Thursday, February 1, 2007

Doug Englebart and Ted Nelson


Douglas Engelbart has always been ahead of his time, having ideas that seemed far-fetched at the time but later were taken for granted. For instance, as far back as the 1960s he was touting the use of computers for online conferencing and collaboration. Engelbart's most famous invention is the computer mouse, also developed in the 1960s, but not used commercially until the 1980s. Engelbart wanted to use technology to augment human intellect. He saw technology, especially computers, as the answers to the problem of dealing with the ever more complex modern world and has dedicated his life to the pursuit of developing technology to augment human intellect. Douglas Engelbart was born in 1925, in Oregon, where he grew up on a small farm. In 1942, he graduated high school and went to Oregon State University to study electrical engineering. His studies were interrupted by WWII. He joined the Navy and spent two years in the Philippines as a radar technician. While stationed in the Philippines he read Vannevar Bush's "As We may Think." Engelbart would later write to Bush acknowledging the influence Bush's article had had on his own work.

In 1968, at the Fall Joint Computer Conference in San Francisco, Engelbart demonstrated NLS in a 90 minute multimedia presentation that included a live video conference with staff members back in his lab 30 miles away. To this day, Engelbart's demo is still known as "the mother of all demos. Engelbart has continued to work on augmenting human intellect, seldom receiving the acknowledgement many believe he deserves. In 1989, he founded the Bootstrap Institute to foster high performance organizations by developing enabling technologies and promoting collaboration.
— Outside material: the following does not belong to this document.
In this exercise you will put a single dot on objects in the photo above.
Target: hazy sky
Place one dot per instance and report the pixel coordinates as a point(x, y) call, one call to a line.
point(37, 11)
Ted Nelson is a somewhat controversial figure in the computing world. For thirty-something years he has been having grand ideas but has never seen them through to completed projects. His biggest project, Xanadu, was to be a world-wide electronic publishing system that would have created a sort universal libary for the people.He is known for coining the term "hypertext." He is also seen as something of a radical figure, opposing authority and tradition. He has been called "one of the most influential contrarians in the history of the information age. He often repeats his four maxims by which he leads his life: "most people are fools, most authority is malignant, God does not exist, and everything is wrong."

Nelson was raised by his grandparents in Greenwich Village, New York. His father is a movie director and his mother an actor. He had little contact with his father and almost none with his mother. He was lonely as a child and had problems caused by his Attention Deficit Disorder (ADD). Nelson attended Swarthmore college where he earned a BA in philosophy. In 1960, he enrolled in graduate school at Harvard. During his first year he attempted a term project creating a writing system similar to a word processor, but that would allow different versions and documents to be linked together nonlinearly, by association. This was, in part, an attempt to keep track of his own sometimes frantic associations and daydreamings brought about by his ADD.



XANADU

Nelson continued to expound his ideas, but he did not possess the technical knowledge to tell others how his ideas could be implemented, and so many people simply ignored him (and have ever since). Still, Nelson persisted. In 1967, he named his system XANADU, and with the help of interested, mainly younger, computer hacks continued to develop it.

Xanadu was concieved as a tool to preserve and increase humanity's literature and art. Xanadu would consist of a world-wide network that would allow information to be stored not as separate files but as connected literature. Documents would remain accessible indefinitely. Users could create virtual copies of any document. Instead of having copyrighted materials, the owners of the documents would be automatically paid via electronic means a micropayment for the virtual copying of their documents.

Xanadu has never been totally completed and is far from being implemented. In many ways Tim Berners-Lee's World Wide Web is a similar, though much less grand, system. In 1999, the Xanadu code was made open source.